As artificial intelligence (AI) technologies have become more complex, the demand for computing power has increased rapidly. To meet this demand, new and energy-efficient hardware designs are needed. Researchers at Stanford University, led by Shan Wang, have discovered a new material called magnesium palladium three that could revolutionise computer memory storage and make AI work faster and use less energy.

“In my opinion, we have already transitioned from the internet era to the AI era,” says Shan Wang. “We want to enable AI on edge – training locally on your home computer, phone, or smartwatch – for things like heart attack detection or speech recognition. To do that, you need a very fast, non-volatile memory.”

The researchers found that magnesium palladium three has the properties needed to facilitate a new type of memory storage called spin orbit torque magnetoresistive random access memory (SOT-MRAM). This method stores data using electron spin directions, which can be faster and more efficient than current methods that store data using electric charge.

The key to SOT-MRAM is a property of electrons called spin. Picture an electron as a spinning basketball on a finger. Because electrons are charged particles, the spin turns the electron into a tiny magnet. Researchers can use the up or down direction of that magnetism to represent computer data.

In SOT-MRAM, a current flowing through one material (the SOT layer) generates specific spin directions. The movement of those electrons, along with their spin directions, creates a torque that can switch the spin directions of electrons in an adjacent magnetic material. With the right materials, storing magnetic data is as simple as switching the direction of an electrical current in the SOT layer.

However, finding the right SOT materials has been challenging. Most materials polarise electron spins in the wrong direction, which requires more energy and space to switch the spin direction. Magnesium palladium three, on the other hand, can generate spins in any orientation, making it more energy-efficient and capable of storing more data.

“We have the same input current as other conventional materials, but we have three different directions of spins now,” says Mahendra DC, one of the researchers. “Depending on the application, we can control the magnetisation in whatever direction we want.”
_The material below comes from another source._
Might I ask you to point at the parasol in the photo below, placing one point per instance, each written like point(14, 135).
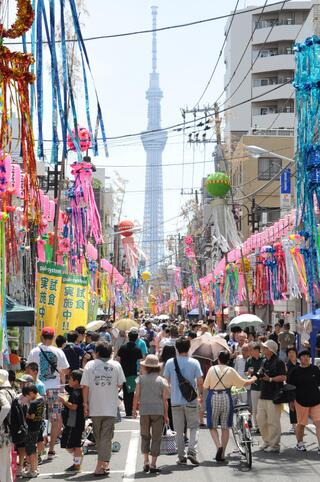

Another advantage of magnesium palladium three is that it is compatible with current manufacturing techniques. This means that it can be easily integrated into existing processes, without the need for new tools or techniques.

One of the challenges for new materials in these devices is surviving the high temperatures required during the manufacturing process. Fortunately, magnesium palladium three can handle the temperatures, making it an excellent candidate for SOT-MRAM applications.

The researchers are already working on prototypes of SOT-MRAM using magnesium palladium three that can be integrated into real devices. This breakthrough could help meet the growing computing requirements of AI technologies and pave the way for a new era of faster, more energy-efficient computing.

“We are hitting a wall with the current technology,” says Mahendra DC. “So we have to figure out what other options we have.”